Taylor Morrison Home Corp (TMHC) confirmed that its pending acquisition by a Berkshire Hathaway entity has cleared the HSR antitrust review period, meaning the DOJ/FTC did not move to block the deal during the statutory window. This is a standard but critical milestone in M&A timelines — HSR clearance typically signals the deal is on track and removes the largest regulatory overhang for most domestic acquisitions.
TMHC operates as one of the top-ten U.S. homebuilders with roughly $8.1B in annual revenue, 23% gross margins, and $7.77 in diluted EPS. Berkshire's interest in the homebuilder aligns with its existing exposure to housing-adjacent businesses and its track record of acquiring steady cash-flow businesses at reasonable valuations.

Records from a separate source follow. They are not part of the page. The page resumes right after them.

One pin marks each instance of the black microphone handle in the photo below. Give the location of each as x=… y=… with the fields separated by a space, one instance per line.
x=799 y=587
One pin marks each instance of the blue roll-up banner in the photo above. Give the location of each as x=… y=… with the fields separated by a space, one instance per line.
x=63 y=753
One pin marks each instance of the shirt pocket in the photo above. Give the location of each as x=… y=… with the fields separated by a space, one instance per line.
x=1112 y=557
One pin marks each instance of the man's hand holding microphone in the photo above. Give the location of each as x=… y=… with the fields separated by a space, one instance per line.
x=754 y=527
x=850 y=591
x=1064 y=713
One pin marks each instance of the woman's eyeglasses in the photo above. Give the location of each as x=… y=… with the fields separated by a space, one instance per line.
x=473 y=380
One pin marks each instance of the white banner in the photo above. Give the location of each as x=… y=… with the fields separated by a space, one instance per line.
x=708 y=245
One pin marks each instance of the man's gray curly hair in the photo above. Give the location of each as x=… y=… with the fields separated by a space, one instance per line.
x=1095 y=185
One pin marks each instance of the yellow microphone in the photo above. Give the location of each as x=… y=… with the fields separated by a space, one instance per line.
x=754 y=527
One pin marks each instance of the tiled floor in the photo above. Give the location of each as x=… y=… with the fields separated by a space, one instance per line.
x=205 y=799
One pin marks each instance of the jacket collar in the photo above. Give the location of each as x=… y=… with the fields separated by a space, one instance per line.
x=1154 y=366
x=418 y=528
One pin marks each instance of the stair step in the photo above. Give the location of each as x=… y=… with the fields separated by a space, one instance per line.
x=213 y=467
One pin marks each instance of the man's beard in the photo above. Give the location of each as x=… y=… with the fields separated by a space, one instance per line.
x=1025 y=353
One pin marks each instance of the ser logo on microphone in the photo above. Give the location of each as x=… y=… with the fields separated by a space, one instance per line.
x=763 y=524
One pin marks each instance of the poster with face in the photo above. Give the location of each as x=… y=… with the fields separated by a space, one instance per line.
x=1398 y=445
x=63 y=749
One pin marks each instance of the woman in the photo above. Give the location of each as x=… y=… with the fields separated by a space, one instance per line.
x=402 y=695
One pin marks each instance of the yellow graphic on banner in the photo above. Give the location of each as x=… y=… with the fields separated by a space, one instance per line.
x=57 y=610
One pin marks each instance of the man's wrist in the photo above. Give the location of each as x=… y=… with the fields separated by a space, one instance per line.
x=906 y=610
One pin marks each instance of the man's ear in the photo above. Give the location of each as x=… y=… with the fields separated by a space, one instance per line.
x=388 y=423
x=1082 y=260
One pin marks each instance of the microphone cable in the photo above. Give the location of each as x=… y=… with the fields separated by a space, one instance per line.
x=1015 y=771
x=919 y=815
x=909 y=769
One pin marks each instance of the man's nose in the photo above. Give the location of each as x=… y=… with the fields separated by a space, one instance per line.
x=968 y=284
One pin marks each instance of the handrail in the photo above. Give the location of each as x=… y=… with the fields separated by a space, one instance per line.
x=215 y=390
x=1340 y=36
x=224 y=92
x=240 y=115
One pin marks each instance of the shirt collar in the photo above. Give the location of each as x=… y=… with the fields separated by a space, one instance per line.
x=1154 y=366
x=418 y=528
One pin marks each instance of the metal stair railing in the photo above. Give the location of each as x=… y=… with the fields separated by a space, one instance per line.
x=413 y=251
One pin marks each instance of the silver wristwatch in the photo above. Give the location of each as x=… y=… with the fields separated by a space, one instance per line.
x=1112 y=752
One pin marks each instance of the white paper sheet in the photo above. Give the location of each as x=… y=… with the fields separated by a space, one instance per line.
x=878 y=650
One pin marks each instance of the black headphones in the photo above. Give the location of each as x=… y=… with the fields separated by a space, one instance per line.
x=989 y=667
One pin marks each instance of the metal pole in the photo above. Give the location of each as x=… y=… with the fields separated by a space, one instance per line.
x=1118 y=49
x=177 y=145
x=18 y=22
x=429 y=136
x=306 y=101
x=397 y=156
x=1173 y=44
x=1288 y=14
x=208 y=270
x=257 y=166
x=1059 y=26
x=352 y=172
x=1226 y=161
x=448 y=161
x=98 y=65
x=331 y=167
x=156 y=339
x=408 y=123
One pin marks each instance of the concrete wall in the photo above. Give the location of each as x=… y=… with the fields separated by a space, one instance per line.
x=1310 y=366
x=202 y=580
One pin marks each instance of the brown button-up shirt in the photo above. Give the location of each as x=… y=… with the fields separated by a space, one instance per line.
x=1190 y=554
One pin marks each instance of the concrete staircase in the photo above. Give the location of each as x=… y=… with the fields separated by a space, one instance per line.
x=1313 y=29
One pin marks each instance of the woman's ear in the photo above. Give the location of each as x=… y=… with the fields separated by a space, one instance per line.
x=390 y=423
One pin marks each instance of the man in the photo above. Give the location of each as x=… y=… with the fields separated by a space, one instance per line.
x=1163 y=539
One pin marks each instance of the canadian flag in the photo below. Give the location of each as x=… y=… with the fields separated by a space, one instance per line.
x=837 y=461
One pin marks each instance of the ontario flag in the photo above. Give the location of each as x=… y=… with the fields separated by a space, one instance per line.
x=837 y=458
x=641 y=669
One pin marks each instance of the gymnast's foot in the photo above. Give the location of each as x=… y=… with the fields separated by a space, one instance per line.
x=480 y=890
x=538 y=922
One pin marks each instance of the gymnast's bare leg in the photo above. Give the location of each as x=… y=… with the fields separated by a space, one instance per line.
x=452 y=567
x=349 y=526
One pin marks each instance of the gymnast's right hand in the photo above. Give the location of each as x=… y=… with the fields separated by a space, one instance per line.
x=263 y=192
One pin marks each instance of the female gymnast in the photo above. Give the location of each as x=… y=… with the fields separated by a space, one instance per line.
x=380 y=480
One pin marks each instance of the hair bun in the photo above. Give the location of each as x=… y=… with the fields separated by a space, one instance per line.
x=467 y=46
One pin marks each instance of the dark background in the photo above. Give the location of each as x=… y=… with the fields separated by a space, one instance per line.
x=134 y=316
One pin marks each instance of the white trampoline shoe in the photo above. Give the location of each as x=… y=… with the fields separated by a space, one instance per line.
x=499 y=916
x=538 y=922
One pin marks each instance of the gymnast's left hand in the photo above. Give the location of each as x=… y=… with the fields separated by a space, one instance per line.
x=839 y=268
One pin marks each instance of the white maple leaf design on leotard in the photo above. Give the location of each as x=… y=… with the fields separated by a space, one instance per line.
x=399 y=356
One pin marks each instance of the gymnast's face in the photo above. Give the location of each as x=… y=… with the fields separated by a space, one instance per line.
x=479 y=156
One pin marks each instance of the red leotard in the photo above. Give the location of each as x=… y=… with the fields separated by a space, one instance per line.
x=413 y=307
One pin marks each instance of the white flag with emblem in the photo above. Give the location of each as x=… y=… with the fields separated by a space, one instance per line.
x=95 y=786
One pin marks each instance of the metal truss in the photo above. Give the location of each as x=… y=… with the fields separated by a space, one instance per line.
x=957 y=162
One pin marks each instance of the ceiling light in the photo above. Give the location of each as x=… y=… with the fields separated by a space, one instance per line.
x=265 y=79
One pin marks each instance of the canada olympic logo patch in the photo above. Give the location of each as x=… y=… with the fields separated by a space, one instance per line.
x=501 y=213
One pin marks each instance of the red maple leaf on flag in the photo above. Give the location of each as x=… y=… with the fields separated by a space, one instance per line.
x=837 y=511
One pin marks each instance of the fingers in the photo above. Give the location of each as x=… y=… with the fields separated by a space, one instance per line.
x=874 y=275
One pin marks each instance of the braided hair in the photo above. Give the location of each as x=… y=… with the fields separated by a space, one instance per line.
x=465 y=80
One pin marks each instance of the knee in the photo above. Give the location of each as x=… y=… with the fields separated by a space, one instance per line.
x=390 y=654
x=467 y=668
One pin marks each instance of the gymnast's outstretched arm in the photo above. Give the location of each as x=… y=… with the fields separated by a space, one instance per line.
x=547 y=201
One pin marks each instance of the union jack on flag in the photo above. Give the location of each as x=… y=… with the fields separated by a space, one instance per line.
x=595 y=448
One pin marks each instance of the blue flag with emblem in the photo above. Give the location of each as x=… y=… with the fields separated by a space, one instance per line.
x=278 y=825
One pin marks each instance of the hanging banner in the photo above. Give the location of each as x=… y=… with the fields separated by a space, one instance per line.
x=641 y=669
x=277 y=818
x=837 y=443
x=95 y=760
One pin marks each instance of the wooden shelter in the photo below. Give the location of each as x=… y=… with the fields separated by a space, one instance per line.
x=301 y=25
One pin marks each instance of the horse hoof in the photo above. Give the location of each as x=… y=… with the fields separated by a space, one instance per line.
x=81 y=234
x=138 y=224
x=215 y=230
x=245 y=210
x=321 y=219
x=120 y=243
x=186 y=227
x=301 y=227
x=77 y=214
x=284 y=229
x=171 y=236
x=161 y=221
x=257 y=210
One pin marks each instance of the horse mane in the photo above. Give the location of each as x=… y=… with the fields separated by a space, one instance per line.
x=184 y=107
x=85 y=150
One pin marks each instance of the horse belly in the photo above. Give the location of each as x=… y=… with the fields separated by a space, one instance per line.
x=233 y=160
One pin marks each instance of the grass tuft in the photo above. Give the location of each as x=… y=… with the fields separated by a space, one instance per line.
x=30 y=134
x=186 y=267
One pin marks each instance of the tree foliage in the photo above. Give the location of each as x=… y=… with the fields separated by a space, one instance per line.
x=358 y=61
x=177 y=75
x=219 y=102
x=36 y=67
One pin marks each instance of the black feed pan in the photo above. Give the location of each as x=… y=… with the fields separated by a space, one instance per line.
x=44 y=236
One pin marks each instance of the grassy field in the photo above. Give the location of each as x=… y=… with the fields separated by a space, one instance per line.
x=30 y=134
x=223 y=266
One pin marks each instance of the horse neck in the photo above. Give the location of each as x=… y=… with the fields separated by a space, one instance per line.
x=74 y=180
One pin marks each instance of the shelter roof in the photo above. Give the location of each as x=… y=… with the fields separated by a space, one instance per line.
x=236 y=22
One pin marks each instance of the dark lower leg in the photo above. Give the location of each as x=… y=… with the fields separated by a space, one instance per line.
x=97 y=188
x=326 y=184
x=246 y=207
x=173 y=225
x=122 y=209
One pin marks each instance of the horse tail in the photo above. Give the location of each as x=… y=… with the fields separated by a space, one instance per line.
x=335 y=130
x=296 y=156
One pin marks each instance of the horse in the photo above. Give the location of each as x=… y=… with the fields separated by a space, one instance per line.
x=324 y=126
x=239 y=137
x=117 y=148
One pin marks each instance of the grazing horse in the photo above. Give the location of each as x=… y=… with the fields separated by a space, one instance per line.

The trade setup here is a classic merger-arb: if TMHC shares are trading at a discount to the announced deal price, the spread should compress now that the biggest regulatory risk is resolved. The key remaining variables are the final deal price, any shareholder vote, and financing conditions — none of which appear threatened by this development.
The bear case centers on macro housing risk: a sharp deterioration in U.S. housing demand or a Berkshire withdrawal for material adverse change (MAC) could unwind the deal, though MAC clauses are notoriously hard to invoke. With HSR cleared, the probability-weighted deal price has moved higher, and any remaining spread is now primarily timing risk rather than regulatory risk.